Faith-based groups’ involvement in healthcare provision was recognized by a mid-2015 study cited by The Lancet medical journal. “Religious groups are major players in the delivery of healthcare, particularly in hard-to-reach and rural areas that are not adequately served by government,” said Edward Mills, the study’s author and a senior epidemiologist at Global Evaluative Sciences in Canada.

During the Ebola outbreak in West Africa, faith groups were key mediators, according to Mills who was cited in a news story by Magdalena Mis of the Thomson Reuters Foundation. Devastated villages needed persuasion to drop their custom of embracing the dead. The faith community also provided vital medical services and support.

As professional fulfillments go, co-authoring publishable research studies with those Ecuadorians at HVQ whom he helped to train may well top Guderian’s list. Of Ecuadorians who worked with him, 18 went on for further study in Brazil, France, Mexico, the U.K. and the U.S.

The hospital’s first medical residency came about in the 1960s in ophthalmology under Dr. Gustavo Moreno’s leadership. Guderian’s investigations in Ecuador’s remote areas outside the capital city of Quito occurred during the 1980s as HVQ medical students were able to begin pursuing a family practice residency, thanks to the efforts of Drs. Ev Bruckner, Gil Wagoner and Cal Wilson. Preparations are underway for a May celebration in Quito commemorating the special anniversary dates associated with HVQ’s various residency programs.
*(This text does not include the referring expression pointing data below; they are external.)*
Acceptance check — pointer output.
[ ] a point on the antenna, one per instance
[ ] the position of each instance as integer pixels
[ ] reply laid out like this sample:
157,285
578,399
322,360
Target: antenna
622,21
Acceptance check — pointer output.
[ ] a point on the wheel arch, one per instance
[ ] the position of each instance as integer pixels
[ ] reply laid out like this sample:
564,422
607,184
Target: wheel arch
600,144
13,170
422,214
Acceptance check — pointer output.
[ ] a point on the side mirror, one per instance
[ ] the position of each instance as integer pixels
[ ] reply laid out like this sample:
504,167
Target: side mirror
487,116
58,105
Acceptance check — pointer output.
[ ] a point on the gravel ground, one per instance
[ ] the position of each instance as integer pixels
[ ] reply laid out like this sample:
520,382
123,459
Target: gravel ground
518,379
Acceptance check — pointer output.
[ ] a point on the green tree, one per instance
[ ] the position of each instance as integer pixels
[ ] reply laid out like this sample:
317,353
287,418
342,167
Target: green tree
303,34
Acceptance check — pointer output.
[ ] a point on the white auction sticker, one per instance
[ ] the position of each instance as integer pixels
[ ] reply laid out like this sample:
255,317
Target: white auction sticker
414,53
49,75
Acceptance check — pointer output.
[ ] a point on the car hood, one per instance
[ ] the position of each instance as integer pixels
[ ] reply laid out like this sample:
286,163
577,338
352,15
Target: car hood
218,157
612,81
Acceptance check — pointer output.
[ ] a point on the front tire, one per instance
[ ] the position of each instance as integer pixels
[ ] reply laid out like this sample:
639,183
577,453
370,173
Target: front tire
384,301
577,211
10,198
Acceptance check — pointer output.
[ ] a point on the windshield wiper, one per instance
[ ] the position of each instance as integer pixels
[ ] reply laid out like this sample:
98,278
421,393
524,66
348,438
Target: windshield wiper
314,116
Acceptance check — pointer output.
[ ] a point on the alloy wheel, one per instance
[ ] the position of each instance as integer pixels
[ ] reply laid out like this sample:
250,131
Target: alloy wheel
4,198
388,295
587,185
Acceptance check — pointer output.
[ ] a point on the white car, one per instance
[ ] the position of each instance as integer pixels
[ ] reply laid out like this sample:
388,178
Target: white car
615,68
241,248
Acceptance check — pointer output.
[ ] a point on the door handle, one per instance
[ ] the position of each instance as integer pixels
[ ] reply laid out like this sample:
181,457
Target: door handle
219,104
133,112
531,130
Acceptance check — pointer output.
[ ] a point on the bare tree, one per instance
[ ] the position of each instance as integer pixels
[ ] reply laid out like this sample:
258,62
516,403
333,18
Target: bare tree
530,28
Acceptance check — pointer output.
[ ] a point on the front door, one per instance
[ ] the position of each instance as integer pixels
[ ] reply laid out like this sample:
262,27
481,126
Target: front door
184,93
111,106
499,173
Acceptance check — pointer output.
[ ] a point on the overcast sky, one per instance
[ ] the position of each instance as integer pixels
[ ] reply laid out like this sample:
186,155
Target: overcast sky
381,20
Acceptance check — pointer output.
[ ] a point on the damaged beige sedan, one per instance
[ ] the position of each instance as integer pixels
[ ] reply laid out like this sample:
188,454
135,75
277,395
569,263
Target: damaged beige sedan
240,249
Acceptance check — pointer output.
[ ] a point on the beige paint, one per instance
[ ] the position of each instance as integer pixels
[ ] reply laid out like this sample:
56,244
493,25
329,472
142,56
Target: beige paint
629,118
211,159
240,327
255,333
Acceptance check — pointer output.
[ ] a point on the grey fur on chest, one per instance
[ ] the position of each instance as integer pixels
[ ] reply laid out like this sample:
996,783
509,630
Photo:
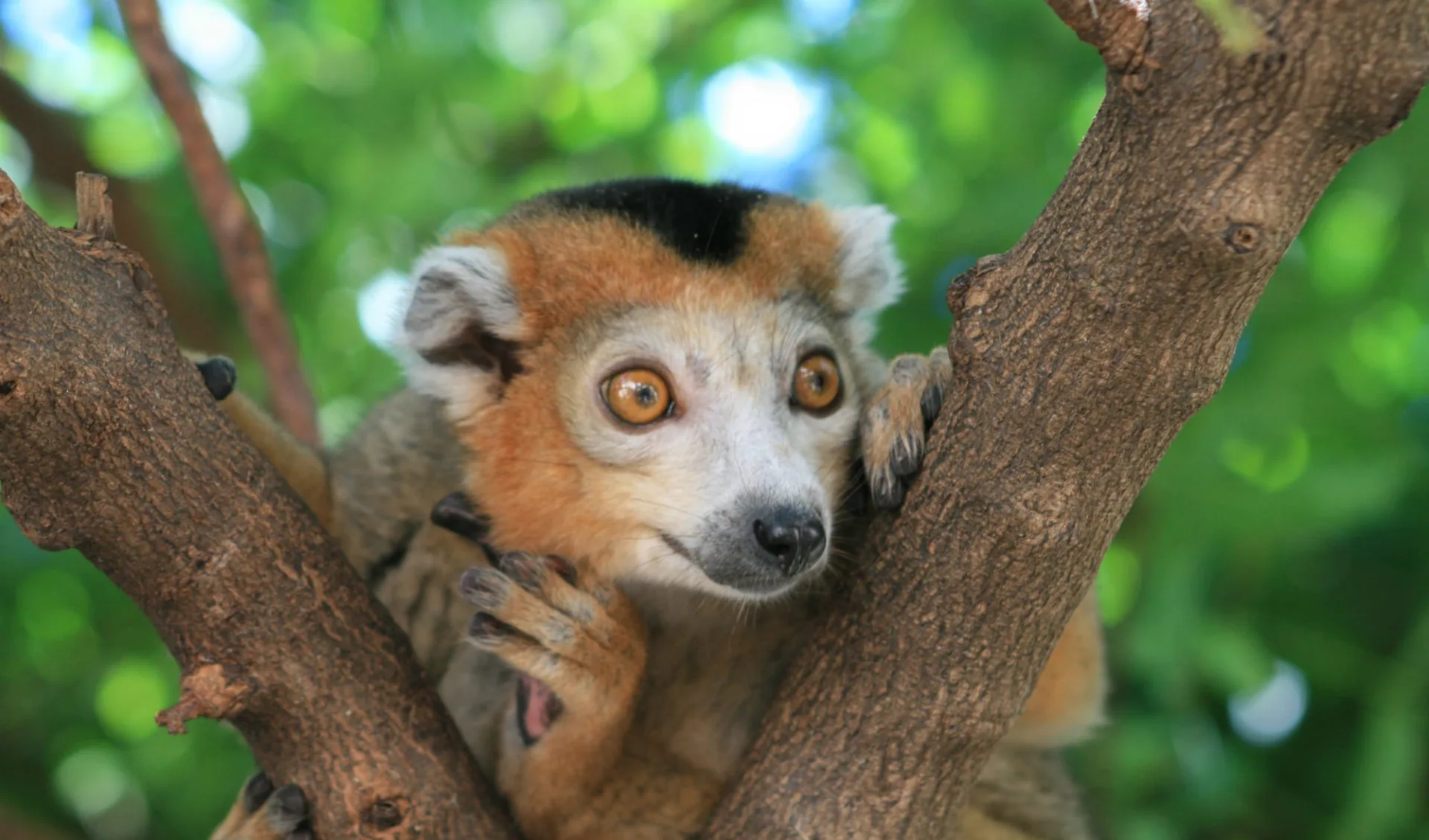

Douce recalls teaching residents during the 1990s on the use of library skills on the Internet. “Our residents told us [in 2015] that we were the first to have email, the first to have Internet capabilities and that they’ve been in the vanguard of medical educators because of their experience … in our residency,” he said.

“And so we were advancing things that are now commonplace, and our residents were at the peak of the wave,” Douce added. “It was just a joy to be able to do that.”